Jennifer also knows what it's like to go to the doctor, both with those six kids, and also herself after recently having ankle surgery. The frequent doctor visits led Jennifer to do what more ane more Americans are doing; seeking healthcare virtually. According to a 2019 Accenture survey, 29% of people say they've used some form of virtual healthcare. That's up from 21% in 2017. 

"So is there a way we can refill meds or are there protocols we can use with common illnesses?  Things that we are able to troubleshoot without actually seeing the patient," said Mary Nicklay. Mary is a nurse practitioner who lives in Byron. She works for Virtuwell, an online healthcare clinic. 

"You can sit at home in your pajamas or sit at work on your lunch break and really quickly enter in. It probably takes less than ten minutes. We can treat you and have your medications ready for you before you get off work," said Nicklay. 

Essentially, people answer questions about their symptoms. The questionnaire is then reviewed by a healthcare professional, who will follow up with a care plan. It's a similar system to Mayo Clinic's "Express Care Online." 

"I think you are seeing trends across all industries; banking, travel, everything we do in life, things are getting more convenient for the customer or in this case, the patient," said Dr. Steve Ommen. Dr. Ommen is a Mayo Clinic cardiologist and the medical director for Mayo's Center for Connected Care. He says virtual healthcare at Mayo Clinic goes even further than Express Care Online.

"There are some emergency care situations where we can deliver care faster without waiting for helicopters or ambulances to transport people between cities. So for instance, babies that are born in unexpected distress. The historical way would be to transfer that baby to a NICU like we have here in Rochester. But now we can use video technology tools to transmit our doctors to where the baby is and they can start the process with the local care team," said Dr. Ommen. 

Another way doctors at Mayo Clinic utilize digital care is from their desk. They can not only review patient records and data, but they can actually see the patients no matter how far away they are. Then, on the other end, the patients can actually see the doctor using monitors that are placed in the patients' rooms. 

The age of the patient also comes into play in terms of how healthcare is changing. That same Accenture survey shows that the younger the patient, the less likely he/she is to have a primary care provider. However, when it comes to using virtual medicine, age doesn't necessarily matter. 

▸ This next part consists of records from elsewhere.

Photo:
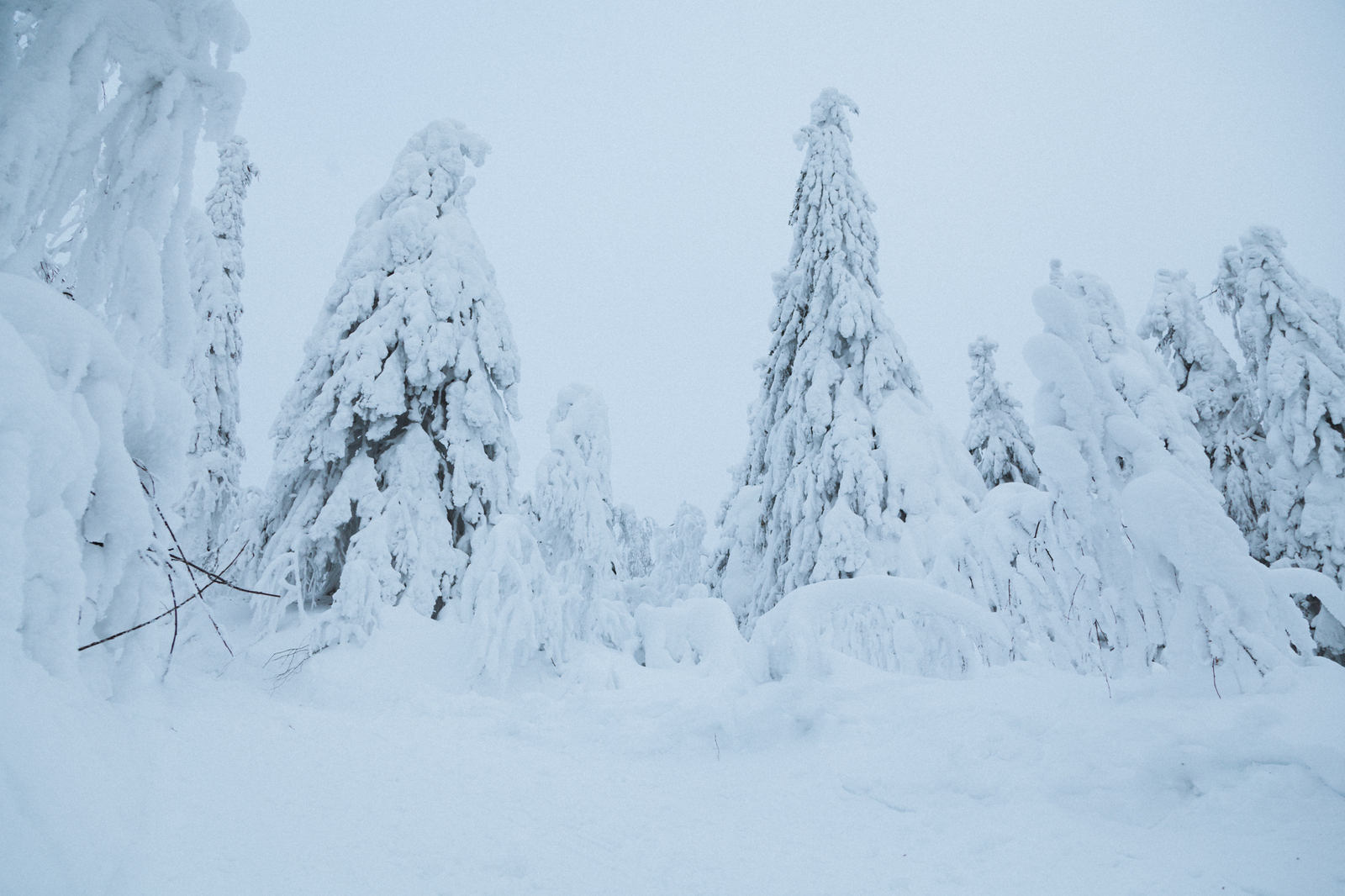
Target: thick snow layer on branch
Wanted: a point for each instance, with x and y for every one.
(896, 625)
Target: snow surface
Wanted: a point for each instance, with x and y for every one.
(383, 770)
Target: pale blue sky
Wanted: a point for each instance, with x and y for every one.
(636, 198)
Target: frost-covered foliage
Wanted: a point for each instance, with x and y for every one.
(997, 436)
(509, 599)
(1295, 349)
(898, 625)
(1126, 559)
(215, 455)
(573, 502)
(679, 553)
(634, 535)
(101, 111)
(1205, 373)
(825, 483)
(394, 445)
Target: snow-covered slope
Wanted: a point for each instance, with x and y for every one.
(376, 770)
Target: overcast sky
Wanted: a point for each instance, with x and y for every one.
(643, 168)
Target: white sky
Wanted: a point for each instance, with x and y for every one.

"Our age ranges do vary. We see everything form a diaper rash up into the late 80s even early 90s," said Nicklay. 
"If you think about it, the elderly patient is less mobile than the younger patients. So it is harder for them to come into the facility," said Dr. Ommen. 

Dr. Ommen says the current technology is only the beginning. 

"I think you're going to see more and more adoption of these types of services. And then the use of devices to monitor physiological parameters; heart rate, blood pressure, those types of things that right now are done through FDA approved devices. But the consumer-grade wearable devices have sensors that can pick up lots of information now. That data about each of our patients will become increasingly available to us. The advent of things like artificial intelligence to process those signals for our patients and understand when people are starting to deviate form their healthy path that maybe we can get in and nudge them back to health without them having to come in for a full fledged procedure or office visit or hospitalization for instance. So the ability to use data that are generated by the patients themselves when they give us access to it I think will change how quickly we can intervene on patients and help them stay healthier," said Dr. Ommen. 

If it makes her life just a little bit more streamlined, Jennifer Cramer is on board. 

"Nobody likes to be inconvenienced with having to take time off work," said Jennifer. 

Dr. Ommen said the video conferencing has been a big help for follow-up visits for people who need continued monitoring after a procedure, especially if they live farther away.